Nursling is a village in Hampshire, England, situated in the parish of Nursling and Rownhams, about 6 kilometres north-west of the city of Southampton. Formerly called Nhutscelle (in an 8th-century life of Saint Boniface), then Nutshalling or Nutshullyng until the mid-19th century, it has now been absorbed into the suburbs of Southampton, although it is not officially part of the city (remaining part of the Test Valley borough).

At Onna (Nursling) [1], the Romans erected a bridge (probably a wooden one as no trace of stone abutments remains) across the River Test, below which it widens into its estuary, and there are traces of the Roman road from Nursling to Stoney Cross. At Nhutscelle a Benedictine monastery was established in 686, the earliest Benedictine establishment in Wessex according to Bede.

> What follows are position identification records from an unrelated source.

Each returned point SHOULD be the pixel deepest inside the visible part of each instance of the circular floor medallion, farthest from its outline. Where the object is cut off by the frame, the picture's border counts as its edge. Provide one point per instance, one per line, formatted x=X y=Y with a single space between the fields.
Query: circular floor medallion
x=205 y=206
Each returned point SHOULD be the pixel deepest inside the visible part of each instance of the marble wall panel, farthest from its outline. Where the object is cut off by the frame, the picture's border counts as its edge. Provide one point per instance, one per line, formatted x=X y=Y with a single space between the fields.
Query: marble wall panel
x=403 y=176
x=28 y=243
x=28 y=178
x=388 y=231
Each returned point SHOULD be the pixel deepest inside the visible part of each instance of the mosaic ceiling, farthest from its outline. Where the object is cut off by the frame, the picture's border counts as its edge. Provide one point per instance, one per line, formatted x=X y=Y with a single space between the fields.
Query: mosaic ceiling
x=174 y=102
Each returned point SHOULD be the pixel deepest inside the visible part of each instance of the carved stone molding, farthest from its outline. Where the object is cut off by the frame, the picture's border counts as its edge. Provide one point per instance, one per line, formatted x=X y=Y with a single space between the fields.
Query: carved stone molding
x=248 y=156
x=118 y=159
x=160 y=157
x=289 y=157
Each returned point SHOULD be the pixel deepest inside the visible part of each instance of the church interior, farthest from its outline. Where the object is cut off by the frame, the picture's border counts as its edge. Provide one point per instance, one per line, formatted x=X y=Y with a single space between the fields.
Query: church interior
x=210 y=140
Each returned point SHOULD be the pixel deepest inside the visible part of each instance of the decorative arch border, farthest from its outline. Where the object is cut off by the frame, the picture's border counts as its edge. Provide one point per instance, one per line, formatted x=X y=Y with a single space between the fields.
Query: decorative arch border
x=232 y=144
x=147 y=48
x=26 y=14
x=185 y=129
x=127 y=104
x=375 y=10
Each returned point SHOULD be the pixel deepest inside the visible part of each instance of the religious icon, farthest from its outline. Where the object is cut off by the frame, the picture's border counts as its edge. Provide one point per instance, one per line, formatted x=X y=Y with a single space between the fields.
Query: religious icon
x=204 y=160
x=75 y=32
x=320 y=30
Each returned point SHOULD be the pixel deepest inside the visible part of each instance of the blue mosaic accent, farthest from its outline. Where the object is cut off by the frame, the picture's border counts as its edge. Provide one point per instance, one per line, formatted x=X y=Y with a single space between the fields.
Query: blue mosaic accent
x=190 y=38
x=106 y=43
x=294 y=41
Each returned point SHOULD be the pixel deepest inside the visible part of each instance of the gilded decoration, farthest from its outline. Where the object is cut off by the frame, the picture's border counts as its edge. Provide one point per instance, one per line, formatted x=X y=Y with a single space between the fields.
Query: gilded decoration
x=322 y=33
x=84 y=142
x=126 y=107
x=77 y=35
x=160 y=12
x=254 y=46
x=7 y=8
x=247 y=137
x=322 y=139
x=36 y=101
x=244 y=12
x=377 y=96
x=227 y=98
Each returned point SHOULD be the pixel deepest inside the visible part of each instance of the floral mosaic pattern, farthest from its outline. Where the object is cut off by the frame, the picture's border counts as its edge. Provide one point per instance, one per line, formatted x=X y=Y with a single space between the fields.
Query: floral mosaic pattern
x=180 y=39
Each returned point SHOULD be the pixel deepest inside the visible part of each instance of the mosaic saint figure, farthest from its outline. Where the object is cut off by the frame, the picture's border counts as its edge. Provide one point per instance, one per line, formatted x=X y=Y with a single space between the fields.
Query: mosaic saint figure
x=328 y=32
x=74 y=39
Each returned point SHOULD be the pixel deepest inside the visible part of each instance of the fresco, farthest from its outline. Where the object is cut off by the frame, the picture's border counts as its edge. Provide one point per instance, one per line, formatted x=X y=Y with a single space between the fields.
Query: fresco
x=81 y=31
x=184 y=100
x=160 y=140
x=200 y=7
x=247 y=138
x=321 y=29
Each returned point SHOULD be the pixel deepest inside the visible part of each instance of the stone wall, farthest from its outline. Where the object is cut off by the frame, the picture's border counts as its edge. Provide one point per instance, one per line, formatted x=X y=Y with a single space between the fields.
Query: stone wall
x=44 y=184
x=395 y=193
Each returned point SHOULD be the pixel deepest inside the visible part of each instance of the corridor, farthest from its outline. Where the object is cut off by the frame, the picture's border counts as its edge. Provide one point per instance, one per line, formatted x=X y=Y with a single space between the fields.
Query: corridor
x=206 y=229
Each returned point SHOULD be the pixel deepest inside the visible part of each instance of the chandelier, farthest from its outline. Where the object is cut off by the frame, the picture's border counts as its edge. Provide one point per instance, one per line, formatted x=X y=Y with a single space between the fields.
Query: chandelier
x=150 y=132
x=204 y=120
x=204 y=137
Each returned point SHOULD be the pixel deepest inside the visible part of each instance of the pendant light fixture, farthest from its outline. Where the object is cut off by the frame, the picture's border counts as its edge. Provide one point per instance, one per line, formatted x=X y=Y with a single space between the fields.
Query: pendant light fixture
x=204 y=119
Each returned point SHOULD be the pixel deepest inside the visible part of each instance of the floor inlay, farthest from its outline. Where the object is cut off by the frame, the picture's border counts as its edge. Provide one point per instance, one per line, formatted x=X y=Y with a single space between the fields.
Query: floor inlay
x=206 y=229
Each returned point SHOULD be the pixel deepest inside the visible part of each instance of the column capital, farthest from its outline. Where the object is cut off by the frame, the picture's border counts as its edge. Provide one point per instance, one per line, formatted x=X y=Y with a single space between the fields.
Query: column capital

It became a major seat of learning, and at the end of the 7th century, Winfrith (subsequently Saint Boniface) studied here under the abbot Winberht, producing the first Latin grammar to be written in England. He left in 710 for Canterbury, returning briefly around 716 before going to Germany as a missionary. The Danes destroyed the monastery in 878 and it was never rebuilt; its exact site has not been reestablished, though the parish church is dedicated to St. Boniface.

Thirty households lived in Hnutscilling, according to the Domesday Survey, belonging to the Bishop of Winchester.